Even though both situations have exactly 5 unique symbols, the actual Huffman code for the most-frequent symbol is very different in these two compressed documents -- the Huffman code "1" in one document, the Huffman code "11" in another document.
If, however, you compressed those documents with the Fibonacci code, the Fibonacci code for the most-frequent symbol is always the same -- "11" in every document.
For Fibonacci in particular, the first 33-bit Fibonacci code is "31 zero bits followed by 2 one bits", representing the value F(33) = 3,524,578 .
And so 3,524,577 unique symbols can be represented by Fibonacci codes of 32 bits or less.
One of the more counter-intuitive features of prefix codes is that some symbols (the rare symbols) are "compressed" into much longer bit sequences.
If you actually have 2^32 unique symbols (all possible 32 bit numbers), it is not possible to gain any compression if you force the compressor to use prefix codes limited to 32 bits or less.
If you actually have 2^8 unique symbols (all possible 8 bit numbers), it is not possible to gain any compression if you force the compressor to use prefix codes limited to 8 bits or less.
By allowing the compressor to expand rare values -- to use more than 8 bits to store a rare symbol that we know can be stored in 8 bits -- or use more than 32 bits to store a rare symbol that we know can be stored in 32 bits -- that frees up the compressor to use less than 8 bits -- or less than 32 bits -- to store the more-frequent symbols.
In particular, if I use Fibonacci codes to compress a table of values,
where the values include all possible 32 bit numbers,
one must use Fibonacci codes up to N bits long, where F(N) = 2^32 -- solving for N I get
N = 47 bits for the least-frequently-used 32-bit symbol.
Huffman is about compression, and compression requires a "skewed" distribution to work (assuming we are talking about normal, order-0, entropy).
The worst situation regarding Huffman tree depth is when the algorithm creates a degenerated tree, i.e. with only one leaf per level.
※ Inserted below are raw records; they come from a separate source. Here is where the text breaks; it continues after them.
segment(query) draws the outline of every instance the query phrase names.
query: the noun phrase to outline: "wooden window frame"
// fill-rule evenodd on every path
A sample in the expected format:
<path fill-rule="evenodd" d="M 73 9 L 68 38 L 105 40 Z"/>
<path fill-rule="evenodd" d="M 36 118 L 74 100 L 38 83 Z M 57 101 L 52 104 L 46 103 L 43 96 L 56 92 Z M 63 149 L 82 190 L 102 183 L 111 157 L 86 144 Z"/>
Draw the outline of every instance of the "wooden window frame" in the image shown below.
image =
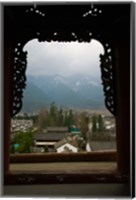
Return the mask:
<path fill-rule="evenodd" d="M 5 11 L 5 7 L 9 4 L 3 4 L 3 12 Z M 27 4 L 28 5 L 28 4 Z M 83 3 L 84 5 L 84 3 Z M 97 5 L 97 3 L 96 3 Z M 99 3 L 98 3 L 99 5 Z M 29 5 L 28 5 L 29 6 Z M 31 4 L 30 4 L 31 6 Z M 107 4 L 109 6 L 109 4 Z M 118 4 L 116 5 L 118 7 Z M 124 6 L 124 4 L 119 4 L 119 6 Z M 126 6 L 133 6 L 132 3 L 126 3 Z M 12 8 L 12 5 L 11 5 Z M 9 8 L 8 8 L 9 9 Z M 4 13 L 5 14 L 5 13 Z M 16 22 L 14 21 L 14 17 L 12 13 L 9 16 L 5 14 L 4 17 L 4 184 L 49 184 L 49 183 L 128 183 L 130 182 L 130 33 L 129 30 L 126 30 L 127 33 L 120 36 L 120 32 L 117 34 L 115 32 L 115 41 L 114 42 L 114 55 L 113 61 L 115 68 L 117 70 L 116 73 L 116 134 L 117 134 L 117 153 L 86 153 L 87 161 L 97 160 L 98 157 L 101 157 L 102 160 L 106 158 L 111 160 L 117 160 L 117 170 L 108 171 L 106 173 L 96 172 L 94 174 L 90 173 L 57 173 L 53 172 L 48 174 L 46 172 L 32 172 L 32 173 L 17 173 L 9 171 L 9 146 L 10 146 L 10 121 L 11 121 L 11 103 L 12 103 L 12 94 L 11 87 L 12 85 L 12 66 L 14 63 L 14 52 L 13 46 L 14 43 L 14 31 L 11 30 L 13 25 L 16 26 Z M 11 16 L 10 16 L 11 14 Z M 13 17 L 13 18 L 12 18 Z M 130 23 L 130 15 L 127 16 L 127 28 Z M 11 22 L 12 25 L 7 24 L 7 22 Z M 15 22 L 15 24 L 14 24 Z M 117 24 L 116 24 L 117 23 Z M 124 23 L 124 20 L 123 20 Z M 126 23 L 126 21 L 125 21 Z M 118 22 L 115 22 L 115 27 L 118 27 Z M 14 27 L 15 28 L 15 27 Z M 18 27 L 16 27 L 16 30 Z M 9 34 L 9 30 L 11 34 Z M 18 30 L 19 31 L 19 30 Z M 120 30 L 121 31 L 121 30 Z M 18 32 L 20 33 L 20 32 Z M 117 35 L 116 35 L 117 34 Z M 122 33 L 121 33 L 122 34 Z M 17 36 L 17 33 L 16 33 Z M 124 43 L 125 41 L 125 43 Z M 8 59 L 7 59 L 8 58 Z M 122 68 L 120 66 L 124 65 L 123 73 Z M 125 89 L 124 89 L 125 88 Z M 125 100 L 124 100 L 125 98 Z M 125 109 L 124 109 L 125 108 Z M 124 121 L 126 123 L 124 123 Z M 122 134 L 123 133 L 123 134 Z M 122 140 L 123 139 L 123 140 Z M 124 157 L 125 154 L 125 157 Z M 78 158 L 81 154 L 74 155 L 74 159 Z M 61 156 L 60 156 L 61 157 Z M 66 158 L 67 157 L 67 158 Z M 67 155 L 65 158 L 68 161 L 69 156 Z M 17 158 L 17 157 L 16 157 Z M 21 158 L 21 156 L 20 156 Z M 18 159 L 20 159 L 18 156 Z M 63 157 L 64 158 L 64 157 Z M 84 160 L 85 157 L 83 157 Z M 11 158 L 12 160 L 13 158 Z M 56 159 L 56 158 L 55 158 Z M 14 160 L 14 159 L 13 159 Z M 23 157 L 24 162 L 27 160 L 27 156 Z M 81 159 L 82 160 L 82 159 Z"/>

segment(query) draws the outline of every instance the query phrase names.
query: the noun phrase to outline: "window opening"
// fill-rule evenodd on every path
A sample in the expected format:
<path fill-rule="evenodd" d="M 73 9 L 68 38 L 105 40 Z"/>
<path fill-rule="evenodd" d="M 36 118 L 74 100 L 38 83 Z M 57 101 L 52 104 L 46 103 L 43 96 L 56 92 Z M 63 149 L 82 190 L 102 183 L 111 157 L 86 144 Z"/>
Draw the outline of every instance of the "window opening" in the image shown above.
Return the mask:
<path fill-rule="evenodd" d="M 72 35 L 76 37 L 74 32 Z M 109 48 L 108 44 L 105 46 Z M 115 119 L 104 105 L 98 61 L 99 54 L 101 59 L 104 55 L 102 45 L 96 40 L 87 44 L 40 44 L 33 40 L 25 45 L 25 50 L 28 51 L 27 87 L 22 112 L 12 119 L 11 153 L 115 150 Z M 30 50 L 35 53 L 31 55 Z M 45 60 L 41 62 L 43 57 Z"/>

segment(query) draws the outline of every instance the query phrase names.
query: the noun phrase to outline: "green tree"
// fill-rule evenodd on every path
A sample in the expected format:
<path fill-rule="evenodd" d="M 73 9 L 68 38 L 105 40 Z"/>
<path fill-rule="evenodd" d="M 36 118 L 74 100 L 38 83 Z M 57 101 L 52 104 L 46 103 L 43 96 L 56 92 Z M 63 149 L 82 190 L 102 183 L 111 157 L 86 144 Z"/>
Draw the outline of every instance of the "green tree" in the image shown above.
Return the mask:
<path fill-rule="evenodd" d="M 97 115 L 95 114 L 92 116 L 92 131 L 97 131 Z"/>
<path fill-rule="evenodd" d="M 74 114 L 73 110 L 70 109 L 68 112 L 65 111 L 65 121 L 64 125 L 67 126 L 69 129 L 74 124 Z"/>
<path fill-rule="evenodd" d="M 57 113 L 57 126 L 64 126 L 64 114 L 63 109 L 60 108 Z"/>
<path fill-rule="evenodd" d="M 89 117 L 87 116 L 86 112 L 82 112 L 80 114 L 80 130 L 85 140 L 87 139 L 88 124 Z"/>
<path fill-rule="evenodd" d="M 39 112 L 39 115 L 37 117 L 37 121 L 35 124 L 37 124 L 38 130 L 41 131 L 46 128 L 48 125 L 48 111 L 46 109 L 43 109 Z"/>
<path fill-rule="evenodd" d="M 105 130 L 105 125 L 104 121 L 101 115 L 98 115 L 98 130 L 99 131 L 104 131 Z"/>
<path fill-rule="evenodd" d="M 58 113 L 58 108 L 55 105 L 55 102 L 52 102 L 50 104 L 50 112 L 49 112 L 49 118 L 48 118 L 48 123 L 49 126 L 56 126 L 57 125 L 57 113 Z"/>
This situation can happen if the distribution looks like a Fibonacci serie.
Therefore, the worst distribution sequence looks like this : 1, 1, 1, 2, 3, 5, 8, 13, ....
In this case, you fill the full 32-bit tree with only 33 different elements.
Note, however, that to reach a 32 bit-depth with only 33 elements, the most numerous element must appear 3 524 578 times.
Therefore, since suming all Fibonacci numbers get you 5 702 886, you need to compress at least 5 702 887 numbers to start having a risk of not being able to represent them with a 32-bit huffman tree.
That being said, using an Huffman tree to represent 32-bits numbers requires a considerable amount of memory to calculate and maintain the tree.
[Edit] A simpler format, called "logarithm approximation", gives almost the same weight to all symbols. In this case, only the total number of symbols is required.
It computes very fast : say for 300 symbols, you will have some using 8 bits, and others using 9 bits. The formula to decide how many of each type :
9 bits : (300-256)*2 = 44*2 = 88 ;
8 bits : 300 - 88 = 212
Then you can distribute the numbers as you wish (preferably the most frequent ones using 8 bits, but that's not important).
This version scales up to 32 bits, meaning basically no restriction.